How to report a problem?
Please mail details to firstname.lastname@example.org. You can also use our file transfer for this: https://fileshare.sidn.nl/. If you need help with that, call us on +31 26 352 5555.
Include as much information as possible, because that will help us reproduce the problem and put it right. We'd ideally like to have a description of what you discovered, complete with IP addresses, logs, screenshots and so on.
Please include your contact details (phone number or e-mail address), so that we can get in touch if we need to know more.
Other important points
Don't tell anyone what you found.
Destroy any data you've stumbled on.
Don't go deeper into our systems than you need to in order to show that there's a problem.

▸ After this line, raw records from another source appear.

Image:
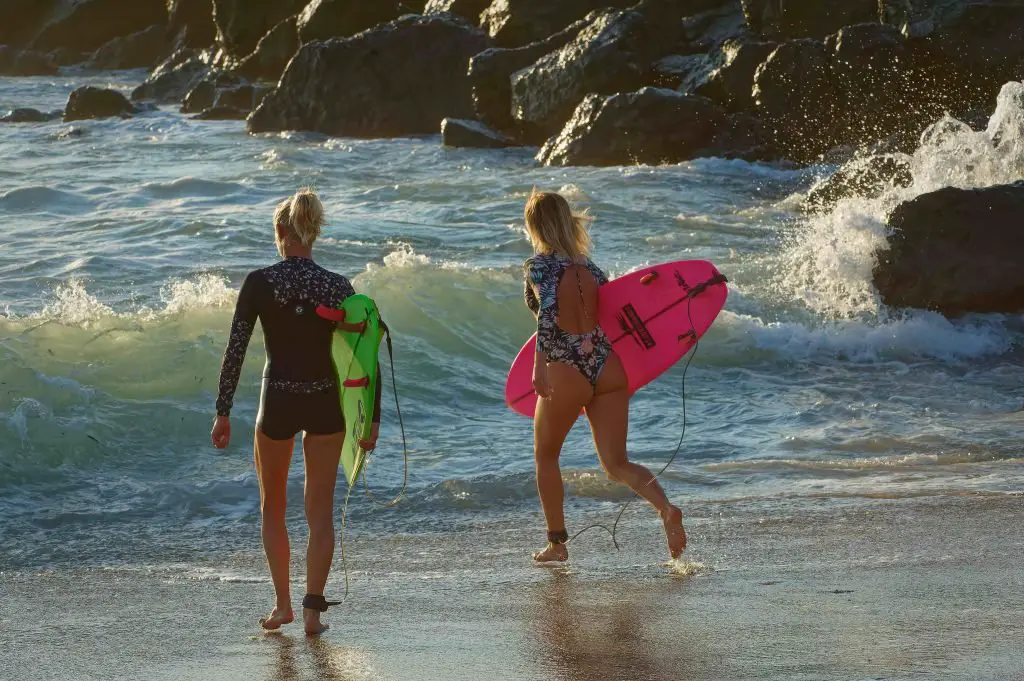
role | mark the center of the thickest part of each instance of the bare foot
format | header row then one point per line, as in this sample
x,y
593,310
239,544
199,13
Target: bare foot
x,y
280,616
554,553
673,519
310,619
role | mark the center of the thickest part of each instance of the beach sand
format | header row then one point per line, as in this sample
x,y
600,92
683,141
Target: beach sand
x,y
928,588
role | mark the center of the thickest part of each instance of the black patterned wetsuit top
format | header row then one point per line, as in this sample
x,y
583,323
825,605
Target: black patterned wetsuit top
x,y
587,352
285,297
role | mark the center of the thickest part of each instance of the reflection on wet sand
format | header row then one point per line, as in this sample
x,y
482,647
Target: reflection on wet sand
x,y
314,657
586,631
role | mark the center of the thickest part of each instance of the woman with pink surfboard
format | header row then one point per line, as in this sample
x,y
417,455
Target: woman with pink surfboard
x,y
576,368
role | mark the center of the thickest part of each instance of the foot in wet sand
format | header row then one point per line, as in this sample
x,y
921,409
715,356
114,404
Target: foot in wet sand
x,y
554,553
310,619
280,616
674,533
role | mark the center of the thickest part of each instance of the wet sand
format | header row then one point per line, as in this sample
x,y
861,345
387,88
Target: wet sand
x,y
929,588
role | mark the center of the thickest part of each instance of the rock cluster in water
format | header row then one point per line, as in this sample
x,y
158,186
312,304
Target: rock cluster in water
x,y
589,82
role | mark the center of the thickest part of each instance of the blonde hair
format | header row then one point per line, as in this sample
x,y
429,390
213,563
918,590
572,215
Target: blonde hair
x,y
301,216
553,226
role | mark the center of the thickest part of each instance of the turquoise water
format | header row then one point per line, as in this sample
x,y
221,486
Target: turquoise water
x,y
125,242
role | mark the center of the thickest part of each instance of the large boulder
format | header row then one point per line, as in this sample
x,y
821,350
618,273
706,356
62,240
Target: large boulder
x,y
491,74
173,79
806,18
190,22
613,53
323,19
517,23
460,132
272,52
241,24
651,126
139,50
377,84
731,82
15,61
468,9
955,251
87,25
86,102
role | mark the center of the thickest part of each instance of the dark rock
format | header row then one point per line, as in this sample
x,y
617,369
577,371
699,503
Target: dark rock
x,y
377,84
806,18
651,126
517,23
141,50
200,97
323,19
222,114
86,102
190,22
613,53
491,75
20,20
172,80
272,52
29,116
88,25
460,132
731,83
15,61
955,251
866,178
468,9
241,24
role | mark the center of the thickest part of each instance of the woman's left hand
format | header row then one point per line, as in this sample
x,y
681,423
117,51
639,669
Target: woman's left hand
x,y
370,443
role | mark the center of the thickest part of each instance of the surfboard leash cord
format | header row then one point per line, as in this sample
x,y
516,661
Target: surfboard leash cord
x,y
679,445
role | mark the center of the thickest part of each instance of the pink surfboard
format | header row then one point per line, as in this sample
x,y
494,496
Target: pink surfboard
x,y
652,316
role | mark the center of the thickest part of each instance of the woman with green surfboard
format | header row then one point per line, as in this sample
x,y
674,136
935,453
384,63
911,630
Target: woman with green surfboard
x,y
300,393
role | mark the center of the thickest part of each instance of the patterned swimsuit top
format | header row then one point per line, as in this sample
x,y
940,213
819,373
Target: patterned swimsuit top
x,y
284,297
544,273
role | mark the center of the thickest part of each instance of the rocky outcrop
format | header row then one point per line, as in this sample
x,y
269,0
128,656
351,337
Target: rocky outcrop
x,y
86,102
377,84
140,50
29,116
272,52
190,23
491,75
651,126
806,18
85,26
460,132
865,178
468,9
323,19
955,251
241,24
731,81
172,80
14,61
613,53
517,23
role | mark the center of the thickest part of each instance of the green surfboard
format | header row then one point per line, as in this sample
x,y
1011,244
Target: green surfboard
x,y
355,362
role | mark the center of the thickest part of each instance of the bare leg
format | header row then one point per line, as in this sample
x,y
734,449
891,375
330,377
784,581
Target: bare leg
x,y
322,454
552,423
272,460
608,415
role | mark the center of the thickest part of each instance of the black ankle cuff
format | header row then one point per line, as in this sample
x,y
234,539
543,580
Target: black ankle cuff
x,y
560,537
314,602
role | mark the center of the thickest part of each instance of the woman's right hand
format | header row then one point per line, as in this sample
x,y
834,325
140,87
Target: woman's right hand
x,y
221,433
541,384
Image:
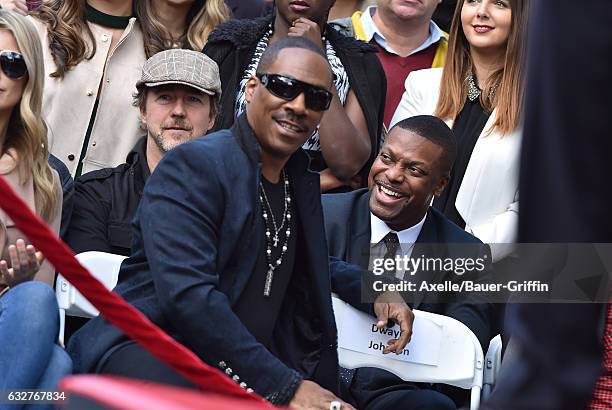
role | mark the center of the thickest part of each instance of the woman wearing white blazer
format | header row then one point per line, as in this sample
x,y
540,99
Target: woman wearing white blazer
x,y
479,93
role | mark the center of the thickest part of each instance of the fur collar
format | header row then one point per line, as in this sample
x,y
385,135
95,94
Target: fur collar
x,y
245,33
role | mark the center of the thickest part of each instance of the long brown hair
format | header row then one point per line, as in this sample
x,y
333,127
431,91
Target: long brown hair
x,y
202,18
67,29
27,132
504,88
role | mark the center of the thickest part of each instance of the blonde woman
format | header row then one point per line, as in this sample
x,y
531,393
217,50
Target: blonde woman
x,y
479,93
29,319
93,53
179,24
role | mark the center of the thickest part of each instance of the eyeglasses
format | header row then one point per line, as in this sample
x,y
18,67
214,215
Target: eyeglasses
x,y
287,88
12,64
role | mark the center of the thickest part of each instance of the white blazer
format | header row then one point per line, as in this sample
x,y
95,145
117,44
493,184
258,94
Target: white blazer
x,y
488,196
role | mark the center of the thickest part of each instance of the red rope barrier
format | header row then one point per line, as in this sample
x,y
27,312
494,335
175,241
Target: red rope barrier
x,y
116,310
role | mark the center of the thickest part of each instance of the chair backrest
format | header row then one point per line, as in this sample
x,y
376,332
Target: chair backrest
x,y
104,267
459,355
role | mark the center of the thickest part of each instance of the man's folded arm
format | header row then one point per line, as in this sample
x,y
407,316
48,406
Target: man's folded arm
x,y
180,219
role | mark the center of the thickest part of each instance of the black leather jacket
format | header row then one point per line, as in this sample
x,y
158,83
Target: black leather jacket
x,y
105,202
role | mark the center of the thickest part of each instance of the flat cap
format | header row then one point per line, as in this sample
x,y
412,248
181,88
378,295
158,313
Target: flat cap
x,y
180,66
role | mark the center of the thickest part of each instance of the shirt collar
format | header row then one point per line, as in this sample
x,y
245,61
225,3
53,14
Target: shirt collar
x,y
371,31
379,229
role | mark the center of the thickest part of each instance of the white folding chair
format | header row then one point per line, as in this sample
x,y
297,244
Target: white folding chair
x,y
492,365
104,267
460,360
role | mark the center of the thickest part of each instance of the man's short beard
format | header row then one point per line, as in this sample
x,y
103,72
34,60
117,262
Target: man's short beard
x,y
164,146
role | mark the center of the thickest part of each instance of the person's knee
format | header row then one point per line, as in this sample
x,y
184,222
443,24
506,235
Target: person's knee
x,y
33,306
438,401
61,361
413,399
59,366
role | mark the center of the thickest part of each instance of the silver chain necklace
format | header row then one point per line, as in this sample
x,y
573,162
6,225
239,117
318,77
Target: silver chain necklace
x,y
272,240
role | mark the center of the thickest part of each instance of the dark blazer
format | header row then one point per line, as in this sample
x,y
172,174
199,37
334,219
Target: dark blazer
x,y
67,191
232,45
190,267
105,202
347,227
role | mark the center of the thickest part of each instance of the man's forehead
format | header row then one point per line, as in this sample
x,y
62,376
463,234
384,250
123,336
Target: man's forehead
x,y
403,141
165,88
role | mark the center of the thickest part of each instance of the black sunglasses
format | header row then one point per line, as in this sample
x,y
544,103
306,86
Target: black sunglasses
x,y
12,64
287,88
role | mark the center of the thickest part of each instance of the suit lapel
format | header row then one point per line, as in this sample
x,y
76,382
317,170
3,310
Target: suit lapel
x,y
427,239
359,232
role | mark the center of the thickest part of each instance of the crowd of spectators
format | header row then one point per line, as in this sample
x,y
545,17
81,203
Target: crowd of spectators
x,y
402,118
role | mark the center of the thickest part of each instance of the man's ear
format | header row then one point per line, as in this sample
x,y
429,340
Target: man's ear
x,y
213,117
143,117
441,185
250,89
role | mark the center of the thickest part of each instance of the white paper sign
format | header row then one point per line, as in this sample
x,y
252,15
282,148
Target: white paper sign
x,y
359,333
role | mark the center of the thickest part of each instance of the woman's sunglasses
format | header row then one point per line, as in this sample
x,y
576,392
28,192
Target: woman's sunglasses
x,y
12,64
287,88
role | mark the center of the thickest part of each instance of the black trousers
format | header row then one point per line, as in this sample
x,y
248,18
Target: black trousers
x,y
376,389
130,360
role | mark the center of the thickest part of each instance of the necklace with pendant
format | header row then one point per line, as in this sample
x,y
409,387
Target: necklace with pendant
x,y
272,238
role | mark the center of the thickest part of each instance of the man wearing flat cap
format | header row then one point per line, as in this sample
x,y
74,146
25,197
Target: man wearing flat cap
x,y
177,95
229,253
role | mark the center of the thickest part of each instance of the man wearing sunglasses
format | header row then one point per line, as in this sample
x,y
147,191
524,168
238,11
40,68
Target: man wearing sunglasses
x,y
229,253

Don't abuse a vulnerability you've discovered. If you do, we'll inform the police.
What we'll do
We'll e-mail you within one working day, confirming receipt of your report.
Within five working days, we'll respond to the substance of your report and tell you when the issue will be resolved. Weaknesses are fixed as soon as possible and certainly within three months.
We'll keep you updated about progress with fixing the issue.
With your help, we'll decide whether information about the issue should be published. We'll name you as the person who discovered the problem only if you want us to.